Un socle de noirs, gris, bleus nuit (Grand Palais oblige) que viennent heurter des blancs crémeux, des éclats métallisés, quelques oranges et corail en contre-chant. Tweeds aux grammages allégés, organzas à l’onde froide, jersey technique, cuir souple : la texture fait la modernité autant que la ligne.
Chez Chanel, Matthieu Blazy impose un langage du vêtement où la justesse du geste prime sur l’effet. Sa couture, précise et sensuelle, redéfinit l’équilibre entre désir et usage. Loin du spectaculaire pour le spectaculaire, il imagine des pièces faites pour vivre, se déplacer, s’approprier. Chaque vêtement semble pensé pour accompagner le corps plutôt que le contraindre. Les épaules se libèrent, les jupes se prolongent dans un mouvement fluide, et les matières captent la lumière avec une intensité presque cosmique. Cette approche n’a rien de théorique : elle traduit une idée du luxe ancrée dans le réel, attentive au poids, à la coupe, à la sensation. “Réenchanter sans dénaturer” pourrait en être la devise. Blazy ne cherche pas à casser les icônes, mais à les faire respirer autrement, à injecter du vivant dans l’héritage.
Ce nouveau cycle chez Chanel s’affirme comme un cap stylistique clair. L’élégance s’y fait angulaire, mobile, taillée pour une féminité active. Le produit devient à la fois manifeste et accessible : des sacs à la main structurée, un prêt-à-porter affûté, pensé autant pour les podiums que pour la rue. L’ensemble compose un récit fédérateur où le cosmique agit comme métaphore d’ouverture. Derrière la scénographie planétaire et les textures stellaires, se dessine une maison qui regarde loin, mais sans rompre avec celles qui la portent. Blazy insuffle une énergie de continuité : un pas de plus vers l’avenir, sans effacer la mémoire. En cela, cette collection marque une transition majeure dans l’histoire de Chanel, un moment de gravité douce où tradition et modernité se rejoignent dans un même mouvement d’équilibre et d’émotion.

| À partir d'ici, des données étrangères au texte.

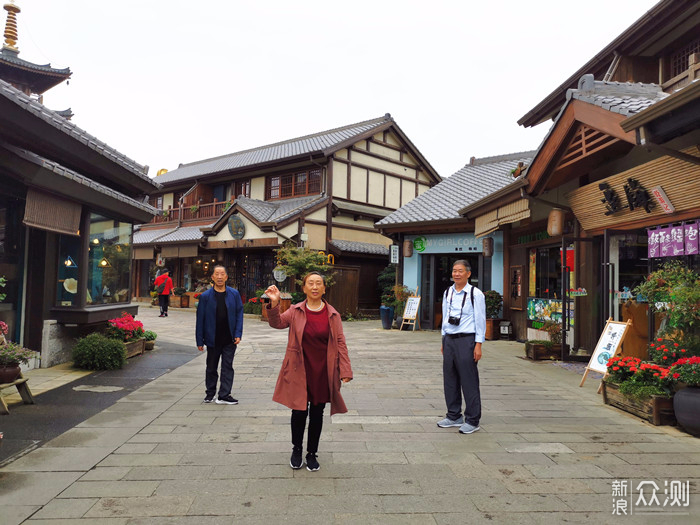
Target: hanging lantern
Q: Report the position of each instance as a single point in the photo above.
(407, 248)
(555, 222)
(487, 246)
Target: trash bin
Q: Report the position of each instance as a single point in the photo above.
(386, 314)
(506, 329)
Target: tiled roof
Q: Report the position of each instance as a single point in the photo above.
(624, 98)
(276, 211)
(360, 247)
(318, 142)
(80, 179)
(473, 182)
(10, 57)
(181, 234)
(66, 126)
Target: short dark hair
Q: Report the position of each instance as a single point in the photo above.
(463, 263)
(303, 281)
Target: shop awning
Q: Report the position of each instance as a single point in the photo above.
(46, 212)
(489, 222)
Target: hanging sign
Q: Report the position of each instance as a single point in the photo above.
(608, 346)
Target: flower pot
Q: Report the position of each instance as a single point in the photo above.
(656, 410)
(686, 405)
(135, 347)
(8, 373)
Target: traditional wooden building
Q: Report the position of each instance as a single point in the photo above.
(434, 234)
(324, 191)
(619, 166)
(67, 205)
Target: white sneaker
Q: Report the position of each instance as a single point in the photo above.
(447, 422)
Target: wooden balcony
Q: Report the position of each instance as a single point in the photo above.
(198, 212)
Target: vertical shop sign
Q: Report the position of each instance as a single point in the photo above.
(654, 248)
(691, 238)
(677, 244)
(665, 242)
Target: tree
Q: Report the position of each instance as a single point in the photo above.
(297, 262)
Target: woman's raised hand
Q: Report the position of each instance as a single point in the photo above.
(273, 294)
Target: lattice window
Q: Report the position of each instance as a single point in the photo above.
(679, 59)
(298, 184)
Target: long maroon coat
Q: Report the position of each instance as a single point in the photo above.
(290, 390)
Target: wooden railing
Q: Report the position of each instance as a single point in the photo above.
(212, 210)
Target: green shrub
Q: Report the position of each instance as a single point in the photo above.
(98, 352)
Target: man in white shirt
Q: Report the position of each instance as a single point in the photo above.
(463, 330)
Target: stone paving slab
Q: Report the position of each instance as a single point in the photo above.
(548, 450)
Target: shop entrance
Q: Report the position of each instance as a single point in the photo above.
(436, 277)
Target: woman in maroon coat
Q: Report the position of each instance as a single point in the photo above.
(314, 365)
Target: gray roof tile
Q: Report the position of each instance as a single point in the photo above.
(80, 179)
(360, 247)
(470, 184)
(625, 98)
(272, 152)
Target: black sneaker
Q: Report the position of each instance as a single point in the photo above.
(312, 463)
(228, 400)
(295, 461)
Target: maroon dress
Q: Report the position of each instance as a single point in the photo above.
(314, 343)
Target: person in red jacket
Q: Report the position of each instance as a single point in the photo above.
(315, 364)
(164, 292)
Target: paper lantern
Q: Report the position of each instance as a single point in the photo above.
(487, 246)
(555, 222)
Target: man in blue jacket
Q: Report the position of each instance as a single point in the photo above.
(219, 328)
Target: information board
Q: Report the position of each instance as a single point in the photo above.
(608, 346)
(411, 310)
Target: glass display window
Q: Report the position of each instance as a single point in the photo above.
(109, 260)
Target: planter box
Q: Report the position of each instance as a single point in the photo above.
(537, 352)
(180, 301)
(656, 410)
(493, 329)
(135, 347)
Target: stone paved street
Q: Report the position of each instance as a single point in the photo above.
(548, 451)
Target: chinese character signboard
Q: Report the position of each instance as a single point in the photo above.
(674, 240)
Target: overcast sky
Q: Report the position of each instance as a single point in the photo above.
(172, 81)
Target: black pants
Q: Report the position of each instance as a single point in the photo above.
(225, 354)
(315, 413)
(163, 301)
(461, 376)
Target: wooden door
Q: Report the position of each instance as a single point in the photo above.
(344, 293)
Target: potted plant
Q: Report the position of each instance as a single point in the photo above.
(642, 389)
(180, 299)
(150, 338)
(12, 356)
(129, 331)
(494, 301)
(685, 372)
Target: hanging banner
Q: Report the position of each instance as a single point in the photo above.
(691, 237)
(654, 248)
(677, 244)
(665, 242)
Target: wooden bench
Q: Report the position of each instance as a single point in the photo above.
(22, 388)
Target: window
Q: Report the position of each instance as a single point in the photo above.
(298, 184)
(109, 260)
(240, 187)
(679, 59)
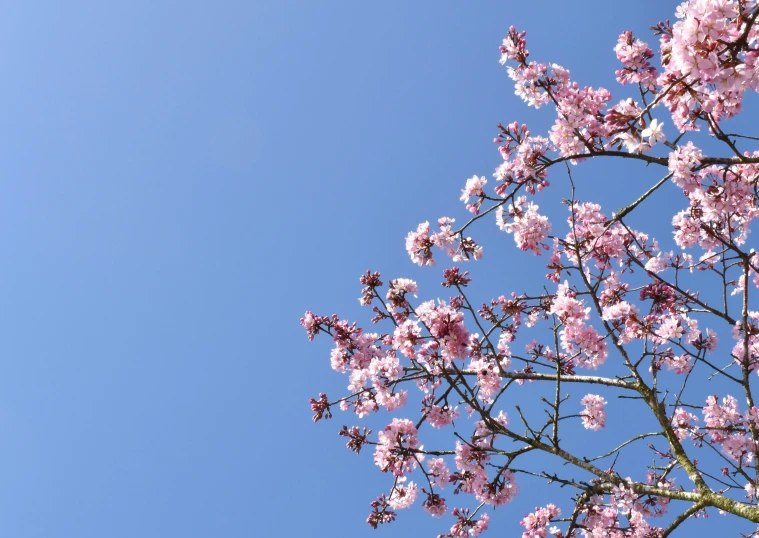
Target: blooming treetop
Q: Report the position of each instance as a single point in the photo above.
(617, 311)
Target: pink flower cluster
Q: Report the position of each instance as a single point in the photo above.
(529, 227)
(536, 523)
(594, 415)
(728, 428)
(396, 451)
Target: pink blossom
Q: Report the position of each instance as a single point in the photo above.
(594, 415)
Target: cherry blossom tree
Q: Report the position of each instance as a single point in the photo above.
(618, 317)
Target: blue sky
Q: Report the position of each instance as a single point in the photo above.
(181, 180)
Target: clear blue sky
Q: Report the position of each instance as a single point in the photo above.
(180, 181)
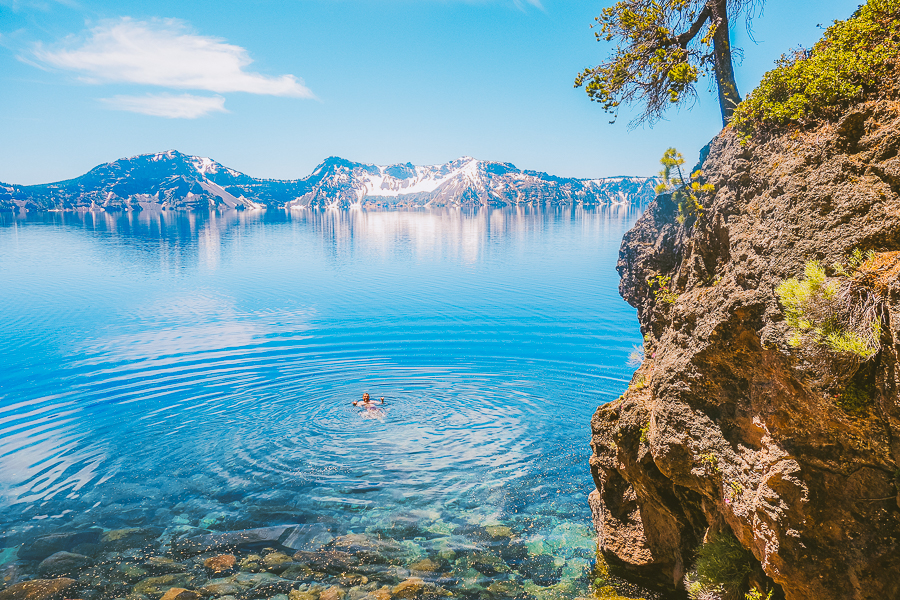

Du défilé Haute Couture automne-hiver 2024/2025 au Chanel Cruise 2025 de Marseille, la maison continue d’orchestrer ses rendez-vous comme de véritables tableaux vivants. Dans le front row, actrices, musiciennes et égéries mode incarnent cette élégance en mouvement. Parmi elles, Imane Khelif, boxeuse algérienne et icône d’une nouvelle féminité, a imposé sa présence avec une élégance olympique remarquée. Son apparition aux côtés des ambassadrices de la maison, entre héritage couture et énergie contemporaine, confirme la volonté de Chanel de s’ancrer dans la conversation culturelle autant que sur le podium.
Verdict ? Premier vol réussi. Blazy signe un Chanel de précision et d’allant, où chaque code se remet à parler une langue contemporaine. Pas de rupture théâtrale : une translation orbitale, maîtrisée, vers un chic qui aura de l’écho, des vitrines aux vestiaires.